Beginners guide to gateways and proxies

user5994461 · on April 26, 2020

Wish developers would call these load balancers and stop trying to misappropriate words that designate something else.

A gateway is a network device that gives access to other networks (usually the router giving you internet). A proxy is an intermediate system to access, filter and cache requests, usually HTTP requests to the internet, not to confuse with a reverse proxy / load balancer that doesn't do that.

Of course all these are related network equipments often managed by the same guys, so go figure what tickets about "device" are really about.

edit: Also, it should be returning 401 instead of 403. This reminds me I need to make a post about the good usage of 401 and 403.

JoeAltmaier · on April 26, 2020

Yes its a sad thing that as anything matures, the technical terms get washed out by the tide of amateurs entering the field. The wrong error codes get used; the wrong names get put on things (e.g. Chrome is an operating system instead of a desktop). We old geezers try to stand against the waves, but get washed away.

game_the0ry · on April 26, 2020

Hey old geezers - please keep old geez-ing. As a clueless amateur myself, I appreciate it when my elders set me straight. I need your wisdom.

Please don't be discouraged or lose hope on us, especially when our own hubris gets the better of us. We just don't know any better ... yet.

koffiezet · on April 27, 2020

Something like an "API gateway" does a lot more than load balancing, and sometimes it doesn't even do any load balancing. Are you still going to call it a load-balancer? Gateway is a much better description.

In web applications frameworks you also have a 'router' concept, which is also a network thing. It doesn't mean that because the network thing happens to route traffic around that the router in the web application can't route requests to the correct code.

jrockway · on April 26, 2020

What are y'all using for an egress gateway? I haven't been able to find one that meets my needs. Typically I use Envoy, because it supports Opentracing and Prometheus metrics, which is what I'm looking for for an egress proxy. (I also like circuit breakers for external APIs; if Slack is down, there's no point in sending them another request for a while and it should just fail fast.) But Envoy does not handle dynamic HTTPS proxying particularly well (you can't just set $http_proxy in your environment and have it Just Work; you would need to create a cluster and route for every upstream), so doesn't work too well for the egress gateway case. (Things like Istio claim to provide this, but they actually just configure Envoy to act as a TCP proxy and can't extract your Opentracing identifiers or response codes.

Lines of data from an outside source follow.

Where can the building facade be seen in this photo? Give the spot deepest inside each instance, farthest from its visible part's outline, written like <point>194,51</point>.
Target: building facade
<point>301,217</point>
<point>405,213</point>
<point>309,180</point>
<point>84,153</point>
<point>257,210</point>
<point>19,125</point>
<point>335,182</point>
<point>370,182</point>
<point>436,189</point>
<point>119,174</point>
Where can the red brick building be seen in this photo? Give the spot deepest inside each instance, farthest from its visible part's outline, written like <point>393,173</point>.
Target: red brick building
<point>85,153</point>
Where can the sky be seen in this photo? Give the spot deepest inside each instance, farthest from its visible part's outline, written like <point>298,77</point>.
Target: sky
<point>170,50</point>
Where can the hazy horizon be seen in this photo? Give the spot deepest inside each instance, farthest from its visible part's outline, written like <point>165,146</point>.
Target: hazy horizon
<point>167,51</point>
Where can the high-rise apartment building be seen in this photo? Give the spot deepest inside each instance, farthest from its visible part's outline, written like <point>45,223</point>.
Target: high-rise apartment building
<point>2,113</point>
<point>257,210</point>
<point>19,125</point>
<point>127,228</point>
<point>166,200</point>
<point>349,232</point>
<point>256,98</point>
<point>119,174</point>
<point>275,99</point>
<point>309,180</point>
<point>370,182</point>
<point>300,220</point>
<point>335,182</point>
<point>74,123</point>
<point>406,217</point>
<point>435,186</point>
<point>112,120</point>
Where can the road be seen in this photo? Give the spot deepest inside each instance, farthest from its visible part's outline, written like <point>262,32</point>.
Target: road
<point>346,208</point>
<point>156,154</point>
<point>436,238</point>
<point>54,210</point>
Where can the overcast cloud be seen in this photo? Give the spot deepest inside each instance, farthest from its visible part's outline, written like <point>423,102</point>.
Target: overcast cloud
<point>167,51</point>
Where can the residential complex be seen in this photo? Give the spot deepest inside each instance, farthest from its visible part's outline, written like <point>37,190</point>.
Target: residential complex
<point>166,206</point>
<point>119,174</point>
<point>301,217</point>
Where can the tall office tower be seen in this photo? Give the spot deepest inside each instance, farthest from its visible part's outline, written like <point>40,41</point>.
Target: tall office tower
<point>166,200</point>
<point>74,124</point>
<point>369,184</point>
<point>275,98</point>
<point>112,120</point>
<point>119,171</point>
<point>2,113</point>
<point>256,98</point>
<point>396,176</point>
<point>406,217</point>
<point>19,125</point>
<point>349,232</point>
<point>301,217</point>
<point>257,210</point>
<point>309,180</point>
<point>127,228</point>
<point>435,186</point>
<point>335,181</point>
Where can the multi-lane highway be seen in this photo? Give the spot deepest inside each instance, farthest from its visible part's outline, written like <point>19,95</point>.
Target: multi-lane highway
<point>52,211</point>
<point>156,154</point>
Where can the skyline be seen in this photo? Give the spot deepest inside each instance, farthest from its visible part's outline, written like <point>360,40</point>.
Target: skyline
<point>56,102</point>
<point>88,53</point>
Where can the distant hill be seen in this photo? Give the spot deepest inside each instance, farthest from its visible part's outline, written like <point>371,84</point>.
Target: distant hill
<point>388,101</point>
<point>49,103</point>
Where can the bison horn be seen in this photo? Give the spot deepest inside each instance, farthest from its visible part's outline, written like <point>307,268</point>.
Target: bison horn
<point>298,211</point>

So you can get metrics like "you sent 2398473 bytes to 13.249.46.27" but not "100% of requests to api.slack.com timed out". It's something, but not useful enough to be worth the configuration overhead for me.)

I have also looked at some of the traditional egress proxies, like Apache Traffic Server. It seems like it was invented before anyone ever heard of distributed tracing or metrics, and doesn't support those. So it doesn't work for me.

My ultimate goal is to configure every application I use to make all outgoing requests through a proxy, and then use network policies to physically prevent them from talking to any namespace that isn't the egress proxy or something it's authorized to talk to. That way, there can be no unexpected (and unaudited) communication with the outside world; if some container I use starts including a coin miner or a traffic sniffer or something, I'll know about it and can shut it down. But... nobody seems to care except me. So I might have to write my own, which is a pain.

therein · on April 26, 2020

I am biased because I contributed actively to Apache Traffic Server when I worked at a past employer.

It has its quirks. I played a major role in migrating our company from ATS4 to ATS5 and then ATS6.

There are many developers eager to help, especially if you're hosting or able to show up at the ATS summits.

Envoy has native middleware support but as far as I know you have to build the middleware with the server.

With ATS, you can use TS API or atscppapi and create shared objects that are dynamically loaded middleware.

We had considered Facebook's proxygen at one point too but we already had way too many middleware targeting ATS that it didn't make much sense.

However the hooks that they provide match almost 1-to-1 so it would be not that challenging.

Even to this day, my past employer uses ATS in their PoPs. And then at the next layer of reverse proxies, and then the layer after that.

So imagine PoP (level 0) to pick the right colo -> Level 1 to pick the right service cluster -> Level 2 to front the service instances are all ATS. After that you get to the origin servers that are discovered by a service discovery plugin loaded into ATS, just like all the higher levels. Each level discovers the downstream hosts over zookeeper back then and I had migrated that system to use Consul, so Consul now.

For some context, we were probably handling 8000qps on each ATS, with extremely heavy use of middleware plugins to do everything from auth to dispatch to spam filtering with dynamic rulesets pushed from internal hosts. I benchmarked ATS with and without plugins. With no plugins, our configuration could push over 80000qps.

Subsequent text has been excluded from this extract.